Jill Lepore is not a florid writer. No trickery with words. No embellishments to wow the reader. Rather, her writing typically demonstrates deep curiosity, methodical reporting, and clear connections. If another writer or student asks me for examples of intelligent, authoritative writing, one of the journalists I point them to is Lepore.

Which is why it’s so delightful to take note of the little moments of metaphor or loft that can be found sprinkled, with restraint, through her analytical pieces.

Jill Lepore

Jill Lepore

Last October, in a piece for The New Yorker, Lepore revisited the appointment of Ruth Bader Ginsburg to the U.S. Supreme Court.
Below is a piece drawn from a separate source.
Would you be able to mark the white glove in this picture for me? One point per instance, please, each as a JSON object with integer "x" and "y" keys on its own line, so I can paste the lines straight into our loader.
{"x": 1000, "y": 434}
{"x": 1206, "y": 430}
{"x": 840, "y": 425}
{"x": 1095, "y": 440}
Called “Misjudged” in the print edition, the piece calls on readers to remember that Ginsburg’s journey — through the very male world of law, and long before opportunity was remotely equal — was far more nuanced than today’s portrayals of a feminist icon. Long before the planks and bobbleheads and bio-pics, Ginsburg was picking her way forward with deliberate, strategic steps.

Among those steps are the ones that led to passage of Roe v Wade, which has been under attack since its passage in 1973. And at the heart of Lepore’s exploration of Ginsburg the lawyer — versus Ginsburg the pop-culture star — is her role in that case. In particular, Lepore poses the possibility that bringing a different case forward — Struck v Struck rather than Roe — might have made abortion attack-proof, and ensured other advances such as the Equal Rights Amendment. As Lepore notes:

If Struck was Ginsburg’s next, carefully placed stepping stone across a wide river, Roe was a rickety wooden plank thrown down across the water and—Ginsburg thought—likely to rot.

Which brings us to that simple but lofty sentence, in which Lepore pulls out of her grounded legal analysis and pauses to note that choices are made and have consequences, and that do-overs are the stuff of fantasy.

“There are more what-ifs than stars in the sky.”

In a single sentence, Lepore makes me think about so much more than a single legal ruling.